|
|
|
|
|
by colanderman
3188 days ago
|
|
Keep in mind that the log n factor of a B+tree is generally very low; B+tree branching factors are typically in the 100s. Also, the first few levels are generally kept in cache, so you'll only have to hit disk for inner nodes past 100 million entries or so. Finally, hash indexes always require that the found row be confirmed in the data table, even for simple existence queries, since the keys themselves aren't stored in the hash table. (This is why hash indexes can't be UNIQUE.) B+trees can often answer such queries without the extra lookup (an "index-only scan").
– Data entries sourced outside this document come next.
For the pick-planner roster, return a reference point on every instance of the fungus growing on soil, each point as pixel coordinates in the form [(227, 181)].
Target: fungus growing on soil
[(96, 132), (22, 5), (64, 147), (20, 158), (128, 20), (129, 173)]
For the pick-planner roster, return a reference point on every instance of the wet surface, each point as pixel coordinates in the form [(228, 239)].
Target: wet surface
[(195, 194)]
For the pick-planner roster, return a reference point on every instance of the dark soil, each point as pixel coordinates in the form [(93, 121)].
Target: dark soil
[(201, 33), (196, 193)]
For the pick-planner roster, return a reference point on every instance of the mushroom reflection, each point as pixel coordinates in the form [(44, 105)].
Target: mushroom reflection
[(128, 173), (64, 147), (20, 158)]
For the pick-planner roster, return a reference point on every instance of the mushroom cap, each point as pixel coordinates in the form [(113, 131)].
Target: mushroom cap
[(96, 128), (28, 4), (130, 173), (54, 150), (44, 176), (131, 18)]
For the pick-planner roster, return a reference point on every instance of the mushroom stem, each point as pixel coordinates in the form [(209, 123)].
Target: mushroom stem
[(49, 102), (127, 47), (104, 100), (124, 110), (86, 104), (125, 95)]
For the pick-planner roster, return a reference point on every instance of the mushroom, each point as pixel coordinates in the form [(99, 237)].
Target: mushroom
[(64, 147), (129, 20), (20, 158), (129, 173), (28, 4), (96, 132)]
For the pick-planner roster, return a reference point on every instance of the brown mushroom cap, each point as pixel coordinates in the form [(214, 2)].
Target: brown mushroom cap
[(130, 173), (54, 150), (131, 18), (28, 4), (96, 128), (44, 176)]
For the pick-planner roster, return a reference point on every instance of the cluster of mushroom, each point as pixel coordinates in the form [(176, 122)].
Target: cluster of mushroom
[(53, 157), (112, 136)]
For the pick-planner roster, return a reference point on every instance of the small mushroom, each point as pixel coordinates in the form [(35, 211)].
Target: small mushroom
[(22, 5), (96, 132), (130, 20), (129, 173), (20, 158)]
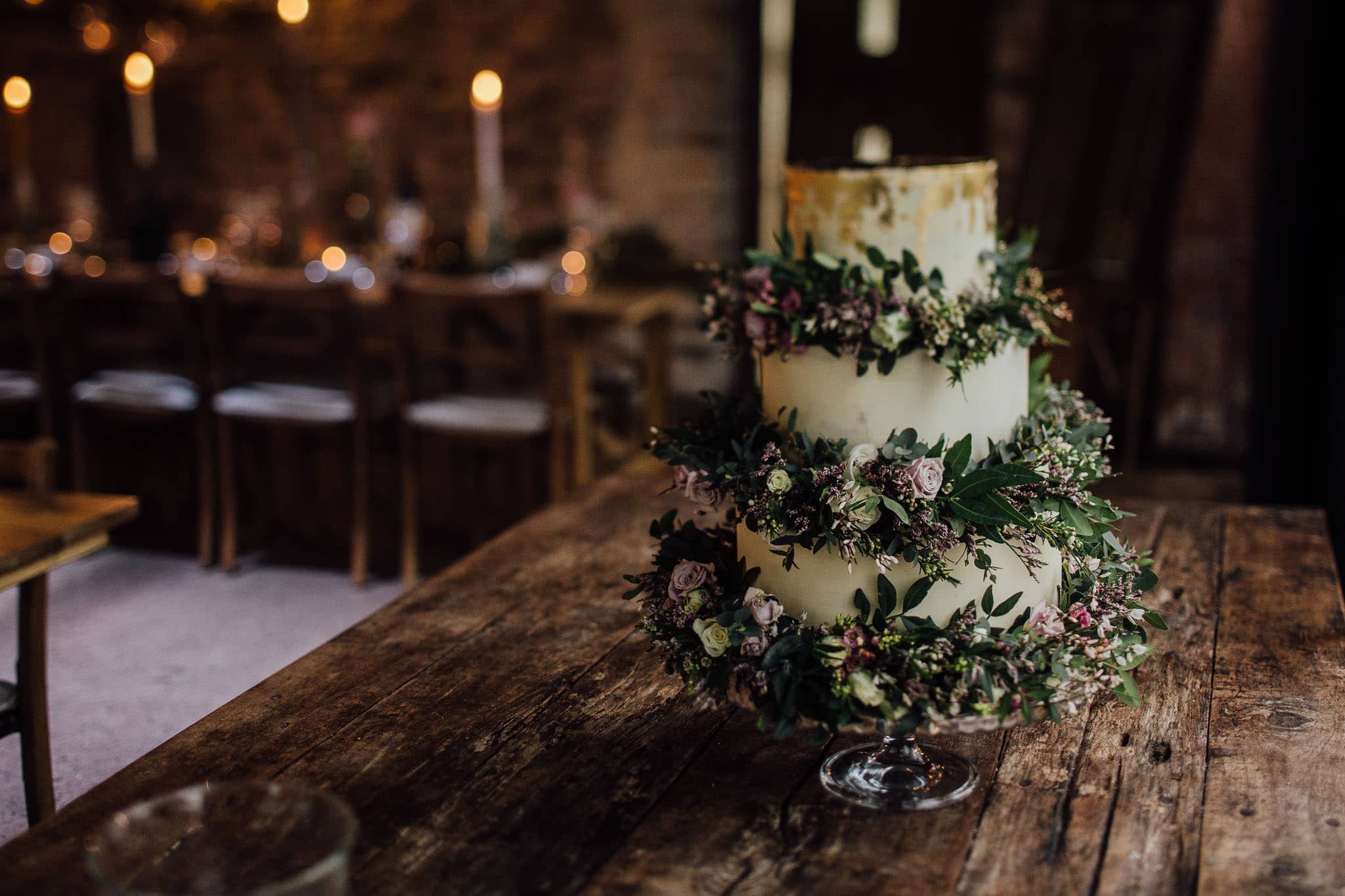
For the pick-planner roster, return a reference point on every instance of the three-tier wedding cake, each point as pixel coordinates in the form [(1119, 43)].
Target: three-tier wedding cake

If your B+tree is so large that its inner nodes spill onto disk (necessitating a 2nd disk seek), chances are the equivalent hash index will as well, which, combined with the consult of the data table, kind of negates the benefit. |
|
A hash index can be a big win for nested loop joins, especially at high concurrency. It is quite common to build a hash table over a subset of the inner table of an equijoin. This is (a) slow to construct and (b) memory-intensive (especially if many of these queries are run concurrently).
With a hash index, a lot of cases that required building a hash table to speed up a query can just use the hash index directly. Furthermore, every concurrent instance of the query can use the same hash index. This is a big win for both performance of a single query (latency) and query scalability.